Atlanta-based WebMD, the primary source of medical information on the Web, will cut 250 jobs in the coming month, as part of an ongoing effort to save $45 million per year.
The company will layoff 14 percent of its total workforce across all offices, a direct result of a disappointing third-quarter. As the Atlanta Business Journal originally reported, about half the employees at the company’s headquarters may be affected. It is unclear which departments will experience the worst lay-offs, but early reports suggest it will be sales, video production, information technology and editorial.

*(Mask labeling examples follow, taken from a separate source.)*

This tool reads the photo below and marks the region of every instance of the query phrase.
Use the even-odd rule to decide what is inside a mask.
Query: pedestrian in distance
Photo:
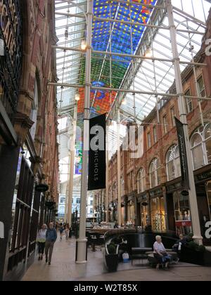
[[[61,223],[59,228],[59,232],[60,232],[60,241],[61,242],[63,240],[63,235],[64,232],[64,227],[63,225]]]
[[[51,258],[55,242],[57,240],[57,232],[56,228],[53,228],[53,223],[49,224],[49,228],[46,231],[46,263],[49,262],[49,266],[51,266]]]
[[[45,246],[46,246],[46,232],[47,232],[48,227],[46,224],[44,224],[39,230],[37,237],[37,242],[38,243],[38,253],[39,253],[39,258],[38,260],[43,259],[43,255],[44,253]]]

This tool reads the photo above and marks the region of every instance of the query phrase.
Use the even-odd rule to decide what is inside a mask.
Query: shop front
[[[162,187],[149,191],[150,212],[153,231],[165,232],[165,198]]]
[[[148,192],[137,195],[137,225],[144,230],[150,223]]]
[[[211,165],[194,173],[199,218],[204,243],[211,244],[211,240],[205,238],[206,223],[211,221]]]
[[[132,193],[128,195],[127,204],[127,223],[134,225],[136,223],[136,208],[135,208],[135,194]]]
[[[181,178],[166,185],[168,230],[180,234],[193,232],[189,204],[189,195],[185,193]]]
[[[122,225],[124,225],[127,223],[127,197],[122,197],[121,200],[121,223]]]

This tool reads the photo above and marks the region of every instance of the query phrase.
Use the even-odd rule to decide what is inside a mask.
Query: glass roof
[[[210,1],[172,0],[172,2],[178,30],[179,56],[181,60],[191,62],[200,49]],[[150,48],[155,58],[172,60],[170,31],[165,29],[168,26],[166,11],[165,8],[156,7],[164,8],[164,3],[163,0],[94,1],[91,80],[93,86],[107,89],[91,91],[91,116],[106,112],[110,119],[115,120],[115,105],[117,105],[120,108],[122,123],[124,120],[141,123],[154,109],[157,100],[160,101],[164,97],[162,94],[169,92],[174,81],[172,63],[152,62],[132,57],[132,55],[143,56]],[[58,46],[80,48],[82,41],[86,39],[84,12],[86,13],[87,11],[87,1],[55,0],[55,4]],[[151,6],[148,6],[148,4]],[[155,25],[160,28],[146,27],[143,24]],[[198,33],[190,34],[183,30],[197,31]],[[82,124],[85,54],[60,47],[56,49],[56,55],[58,83],[82,86],[79,89],[58,88],[59,115],[60,118],[68,117],[67,122],[71,125],[75,94],[78,92],[80,96],[78,122]],[[181,65],[181,70],[184,71],[186,67],[186,65]],[[117,91],[120,88],[130,89],[131,93]],[[137,93],[143,91],[157,92],[159,95]],[[158,105],[162,106],[164,100],[160,100]],[[59,135],[59,141],[65,145],[65,138],[68,140],[65,132],[65,129],[60,130]],[[112,134],[111,138],[115,138],[115,133]],[[62,152],[60,157],[65,154],[64,155]]]

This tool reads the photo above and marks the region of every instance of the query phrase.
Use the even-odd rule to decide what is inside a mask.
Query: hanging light
[[[86,50],[87,47],[87,43],[86,40],[82,40],[82,45],[81,45],[82,50]]]
[[[75,95],[75,100],[76,101],[79,101],[79,100],[80,100],[80,95],[79,95],[79,93],[76,93],[76,95]]]
[[[148,48],[145,51],[145,56],[146,58],[152,58],[153,57],[153,51],[151,47]]]
[[[4,55],[4,41],[0,39],[0,56]]]

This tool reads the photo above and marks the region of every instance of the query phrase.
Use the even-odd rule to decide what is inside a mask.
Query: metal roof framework
[[[77,93],[79,123],[83,119],[86,54],[81,44],[86,39],[87,2],[55,0],[58,112],[60,119],[68,118],[58,135],[61,159],[68,155],[68,130]],[[165,1],[94,2],[91,116],[106,112],[116,120],[120,108],[122,122],[141,124],[174,94],[169,91],[174,72]],[[172,5],[182,72],[200,49],[210,1],[172,0]],[[148,58],[148,48],[153,56]],[[110,140],[116,141],[115,132],[110,132]]]

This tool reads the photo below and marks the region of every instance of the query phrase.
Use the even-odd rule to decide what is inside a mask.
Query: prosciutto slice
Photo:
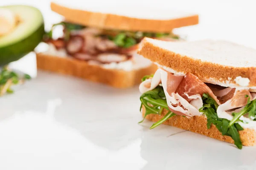
[[[217,114],[218,117],[231,120],[233,116],[227,110],[246,105],[248,100],[248,97],[246,97],[247,95],[251,96],[249,90],[235,90],[233,96],[218,108]]]
[[[176,92],[189,102],[191,102],[192,99],[189,98],[185,94],[188,96],[199,94],[202,96],[204,93],[208,93],[218,104],[220,104],[217,97],[211,89],[198,77],[191,73],[187,73],[185,75]]]
[[[160,83],[170,110],[188,117],[201,114],[198,110],[203,106],[201,97],[204,93],[209,94],[219,105],[217,110],[218,116],[228,120],[233,119],[231,110],[239,110],[246,105],[248,99],[246,96],[250,100],[256,99],[256,93],[250,93],[249,89],[209,85],[192,74],[176,76],[161,68],[157,70],[152,79],[141,84],[140,91],[143,93],[151,90]]]

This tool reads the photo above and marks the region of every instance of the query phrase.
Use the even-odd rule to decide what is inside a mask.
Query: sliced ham
[[[161,83],[161,70],[158,69],[152,78],[147,79],[140,85],[139,89],[140,93],[143,94],[152,90]]]
[[[178,76],[160,68],[152,79],[141,84],[140,91],[144,93],[151,90],[160,83],[170,110],[176,114],[187,117],[201,114],[198,110],[203,106],[201,97],[204,93],[209,94],[219,105],[217,110],[218,116],[228,120],[233,118],[232,109],[239,109],[246,105],[248,98],[245,97],[246,95],[250,96],[251,100],[256,98],[256,93],[250,93],[249,90],[223,87],[213,89],[192,74],[188,73],[184,76]]]
[[[218,104],[220,104],[211,89],[198,77],[191,73],[186,74],[177,88],[176,93],[178,93],[189,102],[191,102],[192,99],[189,99],[185,94],[189,96],[199,94],[202,96],[204,93],[207,93],[216,101]]]
[[[65,47],[65,42],[63,39],[59,38],[57,40],[48,40],[45,42],[53,44],[56,49],[58,49]]]
[[[84,43],[84,40],[83,37],[79,36],[71,37],[67,43],[67,53],[72,54],[81,51]]]

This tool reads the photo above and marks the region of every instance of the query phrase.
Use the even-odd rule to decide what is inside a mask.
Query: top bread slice
[[[70,8],[70,6],[53,2],[51,4],[52,10],[63,16],[68,22],[104,29],[170,32],[174,28],[196,25],[198,23],[198,14],[172,10],[166,12],[163,11],[154,12],[146,8],[143,9],[143,11],[142,12],[142,9],[140,8],[139,9],[140,12],[137,14],[134,11],[136,11],[135,6],[134,9],[128,9],[128,7],[119,9],[116,7],[111,9],[113,12],[110,10],[109,12],[101,13],[99,12],[99,10],[90,11],[78,9],[76,7]],[[105,9],[108,9],[108,8],[105,7]],[[116,11],[119,9],[119,11]],[[126,14],[125,12],[126,11],[129,13]],[[148,12],[146,13],[146,11]],[[110,12],[111,13],[109,13]],[[137,14],[139,16],[142,15],[142,14],[143,14],[143,16],[136,17]],[[157,17],[157,15],[160,15],[160,17]]]
[[[256,50],[243,45],[221,40],[172,42],[145,38],[138,52],[171,72],[191,73],[204,82],[239,86],[236,79],[241,76],[250,80],[246,86],[256,86]]]

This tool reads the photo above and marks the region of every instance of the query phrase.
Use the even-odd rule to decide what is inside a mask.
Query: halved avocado
[[[44,34],[43,16],[37,8],[21,5],[1,8],[12,11],[19,22],[11,33],[0,36],[0,66],[17,60],[32,51]]]

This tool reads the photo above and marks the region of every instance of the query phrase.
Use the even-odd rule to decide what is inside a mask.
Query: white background
[[[220,39],[256,48],[253,0],[69,1],[92,7],[124,4],[131,12],[131,6],[141,12],[147,6],[189,10],[200,14],[200,24],[175,30],[189,40]],[[62,18],[49,3],[1,0],[0,6],[35,6],[49,28]],[[151,122],[138,125],[137,88],[124,91],[39,72],[16,90],[0,99],[1,170],[255,169],[255,147],[240,150],[174,128],[149,130]]]

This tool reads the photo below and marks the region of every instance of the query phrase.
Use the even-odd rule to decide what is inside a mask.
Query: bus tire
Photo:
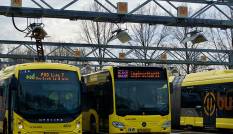
[[[96,134],[96,121],[95,121],[95,117],[93,115],[91,115],[91,121],[90,121],[90,131],[91,134]]]
[[[6,120],[4,120],[4,123],[3,123],[3,134],[7,134],[7,122],[6,122]]]

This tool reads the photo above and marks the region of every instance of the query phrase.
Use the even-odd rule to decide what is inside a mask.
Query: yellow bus
[[[213,70],[170,77],[172,126],[233,129],[233,70]]]
[[[170,86],[166,68],[105,66],[82,76],[83,131],[169,133]],[[172,91],[172,89],[171,89]]]
[[[2,69],[0,132],[81,134],[81,87],[75,66],[28,63]]]

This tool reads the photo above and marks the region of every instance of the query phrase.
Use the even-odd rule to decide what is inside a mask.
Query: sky
[[[0,6],[10,6],[11,0],[1,0]],[[22,0],[23,7],[31,7],[31,8],[39,8],[35,3],[31,0]],[[40,0],[35,0],[43,7],[48,8],[44,5]],[[60,9],[72,0],[44,0],[48,4],[50,4],[55,9]],[[146,0],[109,0],[113,4],[117,5],[117,2],[128,2],[129,11],[132,11],[137,5],[142,4]],[[106,4],[105,0],[99,0],[102,4]],[[75,4],[68,7],[66,10],[83,10],[85,7],[89,7],[94,3],[94,0],[78,0]],[[175,10],[166,2],[160,1],[161,5],[163,5],[167,10],[172,11],[173,13]],[[153,1],[150,4],[155,3]],[[182,3],[173,2],[175,6],[179,6]],[[203,4],[189,4],[189,7],[198,8],[200,6],[205,6]],[[162,9],[160,10],[164,12]],[[165,12],[164,12],[165,13]],[[175,14],[175,13],[174,13]],[[29,19],[29,22],[33,23],[37,20]],[[41,20],[38,20],[41,22]],[[43,18],[42,23],[45,24],[45,31],[48,33],[49,38],[45,41],[52,41],[52,42],[74,42],[79,43],[79,39],[77,37],[77,32],[80,28],[80,21],[70,21],[68,19],[50,19],[50,18]],[[27,19],[26,18],[15,18],[16,26],[23,30],[27,27]],[[19,41],[30,41],[30,38],[25,38],[25,33],[17,31],[12,23],[11,17],[0,16],[0,40],[19,40]]]

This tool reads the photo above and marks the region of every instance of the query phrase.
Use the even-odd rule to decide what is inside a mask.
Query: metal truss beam
[[[0,54],[0,58],[14,58],[14,59],[36,59],[33,55],[7,55]],[[103,61],[103,62],[117,62],[117,63],[157,63],[157,64],[195,64],[195,65],[232,65],[228,62],[200,62],[200,61],[181,61],[181,60],[150,60],[150,59],[124,59],[119,58],[96,58],[96,57],[69,57],[69,56],[48,56],[47,60],[69,60],[69,61]]]
[[[35,45],[35,42],[31,41],[9,41],[0,40],[0,44],[12,44],[12,45]],[[44,46],[57,46],[54,50],[50,50],[49,54],[46,55],[47,60],[69,60],[69,61],[103,61],[103,62],[118,62],[118,63],[157,63],[157,64],[195,64],[195,65],[233,65],[230,62],[230,55],[232,55],[233,50],[216,50],[216,49],[192,49],[192,48],[168,48],[168,47],[142,47],[142,46],[125,46],[125,45],[98,45],[98,44],[77,44],[77,43],[57,43],[57,42],[44,42]],[[51,54],[57,49],[66,47],[66,50],[70,53],[74,53],[72,49],[83,48],[86,51],[86,55],[75,58],[75,56],[52,56]],[[18,47],[16,47],[18,48]],[[69,48],[69,49],[68,49]],[[102,52],[105,50],[105,58],[96,58],[94,52],[97,49],[101,49]],[[121,50],[126,50],[125,59],[121,60],[117,56]],[[76,49],[79,50],[79,49]],[[146,58],[144,57],[144,51],[154,52],[156,50],[155,56],[150,56],[146,53]],[[134,53],[133,53],[134,52]],[[189,58],[186,59],[185,53],[189,52]],[[135,53],[138,54],[135,55]],[[162,61],[161,55],[167,54],[168,60]],[[218,55],[218,57],[216,57]],[[201,56],[207,56],[207,62],[197,61]],[[12,55],[12,54],[1,54],[0,58],[14,58],[14,59],[35,59],[36,55]]]
[[[32,41],[13,41],[0,40],[0,44],[21,45],[30,44],[36,45]],[[125,45],[98,45],[98,44],[79,44],[79,43],[59,43],[59,42],[43,42],[44,46],[69,46],[69,47],[87,47],[87,48],[115,48],[115,49],[142,49],[142,50],[168,50],[168,51],[190,51],[190,52],[214,52],[214,53],[231,53],[232,50],[217,50],[217,49],[195,49],[195,48],[170,48],[170,47],[143,47],[143,46],[125,46]]]
[[[0,15],[24,18],[63,18],[78,20],[93,20],[98,22],[129,22],[129,23],[147,23],[147,24],[163,24],[177,27],[213,27],[213,28],[233,28],[233,22],[229,20],[214,19],[197,19],[187,18],[178,19],[169,16],[152,16],[131,14],[119,16],[116,13],[91,12],[91,11],[75,11],[75,10],[58,10],[58,9],[42,9],[42,8],[11,8],[8,6],[0,6]]]

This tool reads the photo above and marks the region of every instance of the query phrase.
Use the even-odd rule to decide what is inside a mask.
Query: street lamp
[[[108,41],[111,42],[113,40],[115,40],[116,38],[118,38],[120,40],[121,43],[125,43],[128,42],[130,40],[132,40],[132,38],[129,36],[129,34],[127,32],[125,32],[126,30],[122,30],[122,29],[117,29],[115,31],[112,32],[113,35]]]
[[[200,31],[195,30],[195,31],[185,34],[185,38],[180,43],[183,44],[188,41],[191,41],[193,44],[196,44],[196,43],[201,43],[201,42],[205,42],[208,40],[202,33],[200,33]]]

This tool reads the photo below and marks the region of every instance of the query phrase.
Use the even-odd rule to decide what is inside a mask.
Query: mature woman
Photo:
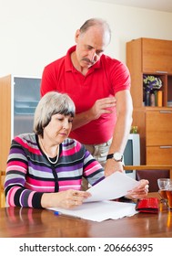
[[[7,205],[71,208],[90,197],[81,191],[82,177],[94,186],[104,178],[104,170],[84,145],[68,138],[74,117],[75,105],[66,94],[52,91],[40,100],[34,133],[12,141],[5,182]],[[130,196],[147,196],[147,184],[142,181]]]

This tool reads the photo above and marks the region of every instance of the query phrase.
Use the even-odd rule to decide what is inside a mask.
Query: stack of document
[[[87,191],[92,195],[82,206],[74,209],[50,208],[49,209],[60,214],[85,219],[93,221],[106,219],[117,219],[126,216],[132,216],[136,211],[136,204],[110,201],[127,194],[138,185],[138,181],[127,176],[126,174],[116,172],[106,177]]]

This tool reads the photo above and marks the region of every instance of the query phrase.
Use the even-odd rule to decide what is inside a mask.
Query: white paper
[[[136,204],[134,203],[99,201],[83,204],[74,209],[64,209],[60,208],[51,208],[49,209],[57,211],[62,216],[64,214],[100,222],[109,219],[117,219],[126,216],[132,216],[137,213],[135,208]]]
[[[115,172],[101,182],[87,189],[91,193],[85,202],[102,201],[119,198],[138,185],[138,181],[125,173]]]

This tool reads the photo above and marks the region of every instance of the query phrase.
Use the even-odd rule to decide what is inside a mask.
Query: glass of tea
[[[157,186],[159,188],[158,193],[161,197],[161,202],[167,203],[167,187],[169,184],[170,184],[170,178],[158,178],[157,179]]]

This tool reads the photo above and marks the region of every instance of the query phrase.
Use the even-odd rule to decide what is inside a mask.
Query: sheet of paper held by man
[[[138,181],[124,173],[116,172],[101,182],[91,187],[87,191],[92,195],[85,202],[102,201],[119,198],[138,185]]]
[[[97,185],[90,187],[88,191],[92,194],[89,199],[74,209],[64,209],[51,208],[49,209],[59,213],[61,216],[85,219],[93,221],[103,221],[106,219],[117,219],[126,216],[132,216],[136,211],[136,204],[109,201],[127,194],[127,191],[137,187],[137,181],[128,177],[125,174],[116,172],[106,177]]]

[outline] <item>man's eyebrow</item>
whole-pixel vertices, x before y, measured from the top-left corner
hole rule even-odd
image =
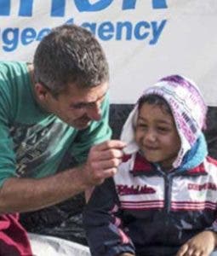
[[[96,102],[103,99],[107,92],[105,92],[100,98],[98,98],[95,102],[77,102],[77,103],[72,103],[71,104],[71,107],[76,107],[76,108],[81,108],[81,107],[85,107],[85,106],[89,106],[92,104],[94,104]]]

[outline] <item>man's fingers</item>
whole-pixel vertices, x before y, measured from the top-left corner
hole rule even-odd
[[[184,256],[185,253],[186,253],[188,249],[188,245],[187,244],[184,244],[179,250],[179,252],[177,253],[176,256]]]
[[[101,161],[96,161],[93,162],[91,164],[91,168],[94,170],[100,170],[104,171],[106,169],[113,168],[113,167],[117,167],[120,163],[122,162],[121,159],[118,158],[112,158],[108,160],[101,160]]]
[[[98,158],[100,160],[106,160],[113,158],[122,158],[123,155],[123,152],[120,149],[108,149],[99,152],[98,154],[95,152],[95,158]]]
[[[117,168],[110,168],[100,172],[99,175],[99,179],[101,179],[102,182],[105,178],[113,177],[117,173]]]
[[[101,151],[107,150],[109,148],[123,149],[124,147],[126,147],[126,143],[120,140],[110,140],[95,145],[94,148],[96,150]]]

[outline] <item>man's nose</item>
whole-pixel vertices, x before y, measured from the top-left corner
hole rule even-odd
[[[101,108],[100,104],[94,104],[88,109],[88,116],[95,121],[99,121],[101,119]]]

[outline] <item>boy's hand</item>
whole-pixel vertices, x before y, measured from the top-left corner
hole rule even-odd
[[[186,241],[176,256],[208,256],[217,243],[217,234],[213,231],[203,231]]]

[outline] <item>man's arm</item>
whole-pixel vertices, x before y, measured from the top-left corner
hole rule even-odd
[[[91,148],[85,165],[39,178],[10,177],[0,189],[0,212],[34,211],[65,201],[112,177],[125,144],[107,141]]]

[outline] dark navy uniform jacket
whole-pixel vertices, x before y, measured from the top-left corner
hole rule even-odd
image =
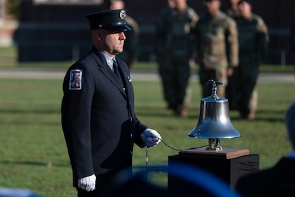
[[[62,124],[75,187],[79,178],[95,174],[97,188],[131,165],[133,143],[144,146],[140,134],[146,126],[134,114],[129,71],[116,60],[124,84],[94,47],[64,78]]]

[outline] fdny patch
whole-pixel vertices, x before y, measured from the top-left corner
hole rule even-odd
[[[70,70],[69,90],[81,90],[82,89],[82,71]]]

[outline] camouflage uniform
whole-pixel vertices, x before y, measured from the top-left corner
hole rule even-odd
[[[225,97],[227,69],[238,64],[235,22],[221,11],[213,18],[204,14],[196,24],[195,36],[203,96],[211,95],[211,87],[205,84],[212,79],[222,82],[224,86],[218,87],[217,94]]]
[[[130,16],[126,15],[126,24],[131,28],[131,31],[125,32],[126,40],[124,42],[123,51],[117,56],[125,61],[131,68],[131,65],[137,60],[139,55],[138,37],[140,29],[136,21]]]
[[[233,73],[241,117],[253,119],[257,109],[257,83],[259,66],[264,60],[268,43],[268,33],[263,19],[251,14],[250,18],[237,19],[239,32],[239,67]]]
[[[177,115],[189,106],[190,59],[193,57],[192,30],[198,16],[188,7],[184,12],[165,9],[156,22],[155,52],[157,56],[165,100]]]

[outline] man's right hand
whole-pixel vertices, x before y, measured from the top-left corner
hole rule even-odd
[[[95,181],[97,177],[94,174],[81,178],[78,180],[78,187],[86,192],[93,191],[95,189]]]

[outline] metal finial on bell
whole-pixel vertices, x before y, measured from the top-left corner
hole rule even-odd
[[[228,100],[219,97],[216,94],[217,85],[222,83],[209,80],[206,84],[212,84],[212,95],[201,100],[198,124],[188,136],[209,139],[207,150],[222,150],[219,144],[220,139],[234,138],[241,135],[229,119]]]

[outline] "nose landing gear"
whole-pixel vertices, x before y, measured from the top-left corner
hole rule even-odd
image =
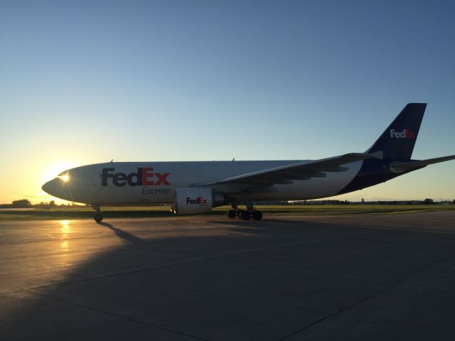
[[[103,216],[102,212],[101,212],[101,210],[100,209],[100,205],[98,204],[92,204],[91,206],[92,208],[95,210],[95,216],[93,216],[93,219],[95,219],[95,221],[97,222],[101,222]]]

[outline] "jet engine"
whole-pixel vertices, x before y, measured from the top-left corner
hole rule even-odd
[[[224,194],[210,188],[178,188],[173,195],[172,212],[178,215],[190,215],[210,212],[212,207],[228,203]]]

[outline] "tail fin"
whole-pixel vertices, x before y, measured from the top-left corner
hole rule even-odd
[[[427,103],[409,103],[365,153],[382,151],[384,158],[411,158]]]

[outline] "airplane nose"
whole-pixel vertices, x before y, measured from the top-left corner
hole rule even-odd
[[[48,194],[50,195],[54,195],[57,192],[57,182],[58,181],[58,178],[55,178],[51,180],[50,181],[48,181],[41,187],[41,189]]]

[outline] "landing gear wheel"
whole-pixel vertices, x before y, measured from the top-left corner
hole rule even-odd
[[[240,212],[240,217],[243,220],[250,220],[251,219],[251,213],[249,211],[242,211]]]
[[[228,211],[228,217],[230,218],[235,218],[237,217],[237,212],[235,212],[235,210],[229,210]]]
[[[102,215],[101,213],[95,213],[93,219],[95,219],[95,222],[100,222],[102,220]]]
[[[255,220],[260,220],[262,219],[262,212],[261,211],[253,211],[252,217]]]

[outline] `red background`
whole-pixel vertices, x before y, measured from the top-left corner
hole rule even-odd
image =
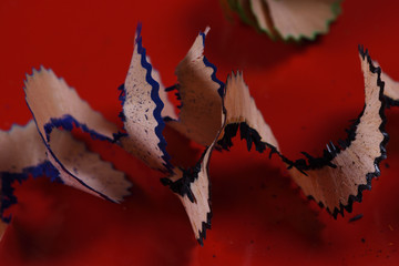
[[[176,82],[174,68],[198,31],[211,25],[205,54],[218,68],[217,78],[243,70],[282,150],[290,157],[300,151],[319,155],[324,143],[345,137],[349,120],[362,109],[359,43],[399,80],[398,6],[345,1],[330,33],[297,45],[226,20],[212,0],[2,0],[0,127],[31,119],[23,79],[40,65],[117,122],[116,88],[129,68],[137,22],[166,85]],[[110,144],[91,144],[127,173],[132,196],[115,205],[44,177],[16,184],[19,204],[0,244],[0,265],[398,264],[399,111],[387,116],[391,140],[382,174],[352,214],[337,221],[305,200],[278,160],[246,152],[238,139],[232,152],[214,153],[214,218],[204,247],[157,172]],[[364,217],[348,223],[356,214]]]

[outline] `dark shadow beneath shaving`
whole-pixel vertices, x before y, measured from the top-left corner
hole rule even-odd
[[[223,156],[235,153],[237,151]],[[213,219],[213,229],[228,237],[246,226],[249,234],[243,243],[256,239],[258,235],[287,234],[305,245],[320,244],[325,226],[316,211],[304,204],[305,201],[298,201],[299,190],[293,190],[289,177],[283,176],[279,168],[248,161],[244,158],[234,170],[228,165],[212,167],[211,164],[213,212],[218,214]],[[228,221],[224,221],[226,217]]]
[[[188,140],[186,136],[175,131],[166,124],[163,131],[166,140],[166,152],[171,156],[171,164],[180,167],[192,167],[195,165],[203,153],[204,147]]]

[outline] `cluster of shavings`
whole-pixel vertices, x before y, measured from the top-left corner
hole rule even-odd
[[[152,168],[166,173],[161,181],[183,203],[196,239],[203,244],[211,228],[208,162],[223,124],[224,84],[216,79],[216,68],[203,55],[205,37],[200,32],[185,58],[176,68],[177,84],[165,89],[142,44],[139,25],[133,57],[123,85],[120,86],[124,122],[121,145]],[[176,91],[182,105],[178,116],[167,99]],[[217,114],[217,115],[214,115]],[[173,165],[163,135],[165,126],[204,146],[201,158],[192,166]],[[190,156],[190,154],[185,154]]]
[[[239,1],[243,3],[245,1]],[[370,190],[371,180],[380,174],[379,164],[386,157],[388,142],[385,110],[387,103],[399,105],[399,83],[375,66],[368,51],[359,47],[365,106],[347,130],[347,139],[327,144],[320,157],[304,152],[305,158],[290,160],[280,152],[243,74],[232,73],[226,84],[217,80],[216,68],[203,54],[207,32],[208,29],[200,32],[177,65],[177,83],[165,88],[146,54],[139,25],[127,75],[119,88],[123,129],[92,110],[51,70],[42,68],[27,76],[25,99],[33,121],[0,132],[0,146],[7,151],[0,154],[2,221],[9,222],[4,209],[17,203],[12,183],[27,180],[29,175],[47,175],[112,202],[120,202],[129,194],[130,182],[124,174],[74,140],[73,127],[80,127],[93,139],[121,145],[160,171],[164,175],[161,182],[185,207],[201,245],[206,229],[211,228],[211,155],[214,149],[228,151],[238,130],[248,150],[255,146],[259,153],[277,154],[304,194],[326,207],[334,217],[344,215],[344,209],[351,212],[352,203],[361,202],[362,191]],[[168,91],[175,91],[181,100],[178,115],[168,101]],[[171,163],[165,126],[204,147],[196,163],[192,166]],[[3,223],[0,228],[4,228]]]
[[[226,0],[229,8],[272,39],[315,40],[328,32],[341,0]]]

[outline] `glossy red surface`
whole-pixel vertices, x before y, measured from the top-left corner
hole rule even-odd
[[[347,0],[328,35],[303,44],[273,42],[237,21],[217,1],[0,2],[0,127],[24,124],[23,79],[51,68],[117,122],[116,88],[131,60],[135,27],[164,84],[200,30],[211,25],[205,54],[226,80],[244,76],[284,153],[320,154],[345,137],[362,109],[357,45],[365,44],[399,80],[397,1]],[[0,265],[397,265],[399,263],[399,110],[387,112],[388,158],[372,191],[335,221],[291,184],[277,158],[231,152],[211,161],[214,218],[204,247],[160,174],[124,151],[91,143],[127,173],[132,196],[115,205],[45,177],[16,184],[19,204],[0,244]],[[119,123],[119,122],[117,122]],[[7,151],[1,151],[7,152]],[[359,221],[350,217],[362,214]]]

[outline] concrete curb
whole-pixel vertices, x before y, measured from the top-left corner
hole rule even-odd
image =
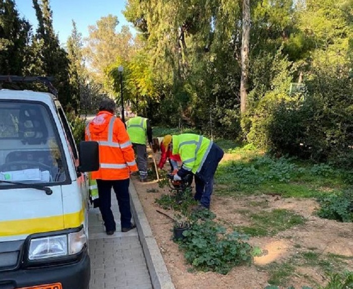
[[[129,189],[131,199],[131,210],[139,233],[140,242],[142,245],[142,250],[153,288],[175,289],[131,180]]]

The cuts will cost the company approximately $8 million in its first quarter.
In an official statement to the press, the company revealed that it will also put into effect other “cost-saving actions” during the first months of 2013. We have reached out to a spokesperson from WebMD for comment.
The company is seeing a decline in advertising from large pharmaceuticals, its bread and butter. In recent years, the Food and Drug Administration has tightened regulations on how big pharma can advertise. In addition, WebMD is facing competition for these ad-dollars from a host of startups that offer consumer-friendly health information. Competitors include HealthTap, which provides patients with an online link to thousands of physicians, and Everyday Health, which provides medical news and information.
In November, the company announced that revenue had declined from $135 million during the year ago period to $117 million. Despite that traffic continues to grow (reaching an average of 107.2 million unique users per month and 2.56 billion page views in Q3), advertising and sponsorship income took a downward turn. At that time, CEO Cavan M. Redmond admitted that the company would need to adapt in an increasingly “challenging and changing” marketplace.
“Becoming leaner and more nimble will enable the company to extend our leadership in this highly dynamic and increasingly demanding marketplace,” said Redmond, in a statement. “In addition, anticipated changes in U.S. healthcare will provide meaningful new opportunities to link the needs of patients, consumers and healthcare professionals to enable them to navigate their care. We are moving swiftly to implement these operational changes and new market initiatives.”